Ей не нужен был школьный учитель. После войны Ханако Исии два года осаждала тюрьму Сугамо, добиваясь разрешения найти и похоронить прах Зорге по-человечески. Ее презирали и над ней издевались, но в конце концов уступили. Из общей могилы неопознанных трупов она достала крупный череп с золотыми коронками и кости ног, одну короче другой (память о ранении в Первую мировую), с засевшими в них осколками. Из коронок Ханако сделала себе кольцо и носила его всю жизнь. Она просила Зорге жениться на ней, хотела от него ребенка. Получила только кольцо. Наверное, когда она умерла (совсем недавно – на рубеже столетий), кольцо сожгли вместе с ней.

Только тот, кто представляет реалии японского быта, может понять, как смеялись (а это страшное слово в Японии!) над ней соседи и издевались сослуживцы. Ее и сейчас слегка презирают. В любой книжке о Зорге Ханако Исии посвящено несколько строк: «японская подружка», «певичка из ресторана Кетеля», в лучшем случае – «гражданская жена Зорге». А ей было плевать – на этих авторов, ни один из которых не рылся в истлевших трупах тюремного рва, на американцев, на немцев, на Сталина, который отказался признать, что Зорге вообще существовал, на Хрущева, который перед отставкой вспомнил о покойном, на Брежнева, при котором имя Зорге стало «священной коровой», на молодых русских шпионов, каждое 7 ноября стройными колоннами порезидентурно отправляющихся на кладбище к Зорге, – на всех плевать. Она знала, что он был просто большим усталым человеком, которому было известно, что впереди ничего нет. А рядом только она – Ханако.

У каждого из нас может быть свой Зорге. Но настоящий был только у нее – потому что любила.

Снова топография

Еще совсем недавно, если идти по Харуми-дори от главного перекрестка Гиндзы – где высятся универмаги «Мицукоси» и «Вако», здание Санай-биру, известное в народе как «стакан», – в сторону центра и повернуть налево на Намики-дори, то через пару сотен метров, еще до первого перекрестка, по левой стороне можно было найти этот дом. Дом как дом, ничего необычного. На первом этаже большое, до пола, окно, рядом дверь, над ними крупные буквы KETEL. И металлическая мемориальная доска с портретом красивого пожилого европейца.

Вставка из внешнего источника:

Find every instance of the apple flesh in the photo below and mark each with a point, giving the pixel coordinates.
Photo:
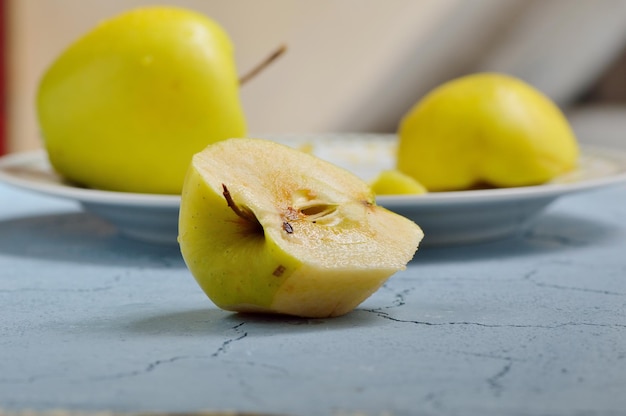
(267, 228)
(126, 106)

Этот европеец – Гельмут Кетель, основатель заведения, называвшегося перед войной «Золото Рейна». В начале прошлого века он жил в Китае, в городе Циндао, который с 1897 года был арендован Германией (поэтому китайское пиво «Циндао» можно пить смело – похоже на немецкое!). С началом мировой войны в 1914 году японцы осадили и после упорных боев захватили город, пленив гарнизон крепости и интернировав гражданских лиц. Кетель перебрался в Японию и осел там. В 1930 году он основал ресторан на Гиндзе, на этом месте, но в другом здании, которое было разрушено в войну.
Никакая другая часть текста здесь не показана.